Here is a (simplified) example:

The current method:

  1. Generate random solutions
  2. For each solution, evaluate its fitness (in my case, this spawns self-play in games, and averages the win rate for the primary player, and the other players win rates do not become any sort of tracked fitness, because the Problem class only evaluates one solution in the population at a time)
  3. Evolve, and repeat

The method I was hoping for:

  1. Generate random solutions
  2. For all solutions in the current generation's population, call a custom function which in my case would simulate self-play for ALL solutions, using matchmaking and tournaments, as many solutions would be in the same games with others
  3. Aggregate the results of that into rankings, and use the rankings as the individual objective functions (that is, higher ranking agents in self-play would correspond to higher fitness on their respective metaheuristic solutions)
  4. Evolve, and repeat

In the first method, the objective function is basically the same, but more computation has to be done. The objective function in this case is just maximizing the ranking in tournaments or win rates in multiplayer games, but the API for defining an objective function assumes only one is being tested at a time.

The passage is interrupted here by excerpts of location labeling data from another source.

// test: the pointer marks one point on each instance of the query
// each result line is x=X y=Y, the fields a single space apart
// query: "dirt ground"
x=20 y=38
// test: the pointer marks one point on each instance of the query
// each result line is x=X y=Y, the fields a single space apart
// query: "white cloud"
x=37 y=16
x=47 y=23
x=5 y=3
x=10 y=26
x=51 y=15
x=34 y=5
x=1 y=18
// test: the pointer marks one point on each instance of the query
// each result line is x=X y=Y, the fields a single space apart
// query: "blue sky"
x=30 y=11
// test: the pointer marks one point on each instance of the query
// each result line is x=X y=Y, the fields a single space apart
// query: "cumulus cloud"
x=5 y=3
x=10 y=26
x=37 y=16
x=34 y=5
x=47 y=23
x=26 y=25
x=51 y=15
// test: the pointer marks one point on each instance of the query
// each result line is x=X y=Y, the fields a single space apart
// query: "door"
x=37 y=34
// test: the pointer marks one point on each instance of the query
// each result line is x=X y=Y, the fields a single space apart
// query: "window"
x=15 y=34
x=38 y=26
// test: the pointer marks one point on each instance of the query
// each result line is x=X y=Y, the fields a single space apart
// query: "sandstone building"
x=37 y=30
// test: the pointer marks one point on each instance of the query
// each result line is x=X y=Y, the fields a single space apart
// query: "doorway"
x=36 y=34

I think I can try to fork the code to accomplish what I need. Thank you for discussing with me

xinlnix commented 2 months ago

Dear @xtagon, I have the same demand as you. Have you already solve it or have some ideas? Thanks for your share

xtagon commented 1 month ago

@xinlnix I ended up not using MEALPY for my project but it can probably be done if you fork it. Most other libraries also make the same assumption about the fitness function unfortunately.

xinlnix commented 1 month ago

@xinlnix I ended up not using MEALPY for my project but it can probably be done if you fork it. Most other libraries also make the same assumption about the fitness function unfortunately. Dear xtagon, thanks for your reply. I found the get fitness process is done in the evole process in every method. So it may works by change the for loop in which algorithm is not determined by previous individule's get fitness process. If I have any process, I will report to you. BTW, can you tell me how you solve you problem?